Originally scheduled to deliver an outdoor lecture at Columbia University in early April, acclaimed comics artist Art Spiegelman instead gave the talk, "Comics Entering the Canon," indoorsdue to chilly weather, surrounded by neoclassical statuary in the rotunda of Columbia's Low Library. Considering Spiegelman's topic—how the comics medium is moving into the cultural mainstream—the move inside the library was appropriate.

Spiegelman is an artist-in-residence at Columbia's Heyman Center for the Humanities for the spring semester and recently completed teaching a weekly Columbia seminar on the history of comics out of his SoHo studio in downtown Manhattan. The evening's lecture was presented on April 9 and sponsored by the Heyman Center and by Columbia's American studies program.

Spiegelman recounted how this lecture grew out of talks that he gave on comics at the Collective for Living Cinema. He also pointed to the Museum of Modern Art's 1997 exhibition, "High and Low: Modern Art and Popular Culture," a show that hailed the work of comics-influenced gallery artists like Andy Warhol and Roy Lichtenstein, but which angered Speigelman for its condescending view of comics. Speigelman said he even refused to allow MoMA to buy his work for their collection. Pointing to gallery artists that use comics as a source, he declared, "[Roy] Lichtenstein did no more or less for comics than Andy Warhol did for soup."

In response to MoMA's "High and Low" show, Spiegelman delivered a lecture on comics at his studio to what he called that "most ineducable of audiences," about 40 curators from art museums. That lecture led to the "Masters of American Comics" exhibition, a show that examines 15 seminal American comics creators that toured the country from 2005 into early 2007. Spiegelman was included in the show and described his role as that of "an eminence grise." But he also said he didn't agree about the 15 artists who were chosen to be in the show. (Although Spiegelman did not say which of the "Masters" he would not have included, he did not mention two of them—E.C. Segar and Milton Caniff—during the lecture.)

Ultimately Spiegelman withdrew his artwork from the show's final stop in New York, where the exhibition was divided between the Newark Museum and the Jewish Museum in Manhattan. He explained at the lecture that it was important to have the whole exhibition in one place. (He also said he regretted describing the Newark section of the show as "putting half the history of comics into a witness protection program.")

Using a slide show to survey the history of comics, Spiegelman began in the 19th century with the "first graphic novelist," Rodolphe Topffer and Wilhelm Busch's early comics strip Max und Moritz. Later came American newspapers and "upscale" comics strips such as Winsor McCay's Little Nemo and Lyonel Feininger's Wee Willie Winkie's World, which he called "a nature poem made graphic." Spiegelman praised George Herriman's Krazy Kat for showing that a cartoon could be art, and speculated that Chester Gould's Dick Tracy "must have been as jolting as The Sopranos on television." He credited the "blank eyes" and "totemic face" of Harold Gray's Little Orphan Annie as an influence on his own Maus and said Charles Schulz's Peanuts "redefined what comics would become."

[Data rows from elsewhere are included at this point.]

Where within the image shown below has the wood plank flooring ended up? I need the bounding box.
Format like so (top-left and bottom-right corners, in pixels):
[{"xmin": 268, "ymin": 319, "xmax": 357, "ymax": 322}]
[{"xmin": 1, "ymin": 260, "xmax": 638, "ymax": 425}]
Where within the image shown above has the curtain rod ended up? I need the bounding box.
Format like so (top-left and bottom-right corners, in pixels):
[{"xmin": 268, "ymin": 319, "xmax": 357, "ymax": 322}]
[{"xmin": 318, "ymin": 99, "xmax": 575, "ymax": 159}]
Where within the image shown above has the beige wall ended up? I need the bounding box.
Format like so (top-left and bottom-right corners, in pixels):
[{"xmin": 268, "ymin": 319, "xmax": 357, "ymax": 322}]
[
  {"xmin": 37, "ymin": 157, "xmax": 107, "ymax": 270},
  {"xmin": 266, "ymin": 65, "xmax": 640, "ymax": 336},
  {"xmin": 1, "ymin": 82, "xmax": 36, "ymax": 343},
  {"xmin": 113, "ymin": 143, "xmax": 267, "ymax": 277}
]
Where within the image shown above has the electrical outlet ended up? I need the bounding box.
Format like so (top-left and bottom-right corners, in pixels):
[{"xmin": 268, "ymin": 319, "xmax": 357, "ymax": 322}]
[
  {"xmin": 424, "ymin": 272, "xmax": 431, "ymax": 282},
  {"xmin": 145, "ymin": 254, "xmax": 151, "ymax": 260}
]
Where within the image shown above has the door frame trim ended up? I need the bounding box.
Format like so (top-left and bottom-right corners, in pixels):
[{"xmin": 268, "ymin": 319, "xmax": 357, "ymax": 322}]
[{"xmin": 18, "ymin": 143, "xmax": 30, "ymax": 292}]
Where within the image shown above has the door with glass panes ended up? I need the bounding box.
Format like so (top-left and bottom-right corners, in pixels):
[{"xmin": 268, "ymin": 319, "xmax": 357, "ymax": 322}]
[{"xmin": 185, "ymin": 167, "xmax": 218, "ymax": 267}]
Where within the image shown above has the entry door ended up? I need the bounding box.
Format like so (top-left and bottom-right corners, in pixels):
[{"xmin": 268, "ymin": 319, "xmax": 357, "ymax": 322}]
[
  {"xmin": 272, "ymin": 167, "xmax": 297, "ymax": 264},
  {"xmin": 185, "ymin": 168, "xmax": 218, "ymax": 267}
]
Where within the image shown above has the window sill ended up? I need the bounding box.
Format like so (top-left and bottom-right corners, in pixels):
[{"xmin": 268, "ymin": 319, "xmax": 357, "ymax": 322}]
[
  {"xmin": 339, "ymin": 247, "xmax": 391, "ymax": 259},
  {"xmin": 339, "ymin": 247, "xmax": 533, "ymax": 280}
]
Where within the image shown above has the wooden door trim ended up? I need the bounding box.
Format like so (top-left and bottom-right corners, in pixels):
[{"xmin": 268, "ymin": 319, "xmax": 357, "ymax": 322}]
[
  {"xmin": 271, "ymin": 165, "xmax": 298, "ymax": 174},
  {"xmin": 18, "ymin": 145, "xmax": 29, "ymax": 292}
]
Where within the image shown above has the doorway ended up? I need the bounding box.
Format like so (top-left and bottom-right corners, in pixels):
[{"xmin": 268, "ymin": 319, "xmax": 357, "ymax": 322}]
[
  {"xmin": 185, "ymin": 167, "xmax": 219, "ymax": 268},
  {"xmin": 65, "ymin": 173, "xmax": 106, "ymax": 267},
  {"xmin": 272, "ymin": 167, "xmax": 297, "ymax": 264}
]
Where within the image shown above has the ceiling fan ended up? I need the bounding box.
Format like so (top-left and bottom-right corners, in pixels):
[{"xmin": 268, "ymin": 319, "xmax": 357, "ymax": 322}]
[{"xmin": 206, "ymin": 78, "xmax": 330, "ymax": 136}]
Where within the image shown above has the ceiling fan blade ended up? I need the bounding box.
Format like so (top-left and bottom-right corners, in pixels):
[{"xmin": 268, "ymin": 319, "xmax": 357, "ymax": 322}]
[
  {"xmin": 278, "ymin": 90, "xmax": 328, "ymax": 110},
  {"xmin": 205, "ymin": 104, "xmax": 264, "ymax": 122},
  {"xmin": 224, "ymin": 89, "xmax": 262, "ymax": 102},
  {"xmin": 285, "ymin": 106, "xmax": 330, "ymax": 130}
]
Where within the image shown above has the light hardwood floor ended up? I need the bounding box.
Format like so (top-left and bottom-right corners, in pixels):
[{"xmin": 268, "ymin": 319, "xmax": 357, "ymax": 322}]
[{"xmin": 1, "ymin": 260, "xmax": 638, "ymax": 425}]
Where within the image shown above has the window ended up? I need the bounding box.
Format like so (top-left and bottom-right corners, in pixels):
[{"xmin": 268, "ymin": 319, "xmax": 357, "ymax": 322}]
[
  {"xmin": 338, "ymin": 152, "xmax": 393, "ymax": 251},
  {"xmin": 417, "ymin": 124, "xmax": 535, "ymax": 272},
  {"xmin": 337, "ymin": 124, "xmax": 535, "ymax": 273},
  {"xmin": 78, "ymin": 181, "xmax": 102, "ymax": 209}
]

Spiegelman noted the work of Will Eisner and went on to describe comics artist and Mad magazine editor Harvey Kurtzman as "the artist who made me into a cartoonist." He described Jack Kirby, one of the most revered superhero artists of all times, as the artist "I had the most trouble with" in the "Masters" show. He said he was "chilly toward Kirby" until he began thinking of him "as a primitive outsider" and compared him to the outsider artist Henry Darger.

Although comics were at one point our "biggest mass medium," Spiegelman said that was no longer true, and he argued that comics "had to reinvent themselves as an art form or die." He credited Justin Green, a 1960s underground comics artist, for moving comics "toward the diaristic, and the confessional," and argued that artists like Gary Panter and Charles Burns should have been included in the "Masters" show. And he hailed Chris Ware (Jimmy Corrigan) as "the most important comic artist who's working today."

During the question and answer period, Spiegelman was accused of pushing an auteur theory of comics, praising works written and drawn by a single creator and "denigrating" collaborations between artists and writers such as Alan Moore. Spiegelman replied that in the 1970s it was "urgent to remove comics from the shadow of genre," most notably superhero comics, which dominated the medium. He acknowledged that this has "colored my aesthetic." And while he commended Moore's work, he also contended that Moore was "by choice working in a genre when it's no longer necessary."

In fact, Spiegelman admitted that he simply does not like superhero comics. "My fantasies didn't run in that direction," he told the audience, adding that his "preferred fantasy" was embodied by Betty Boop.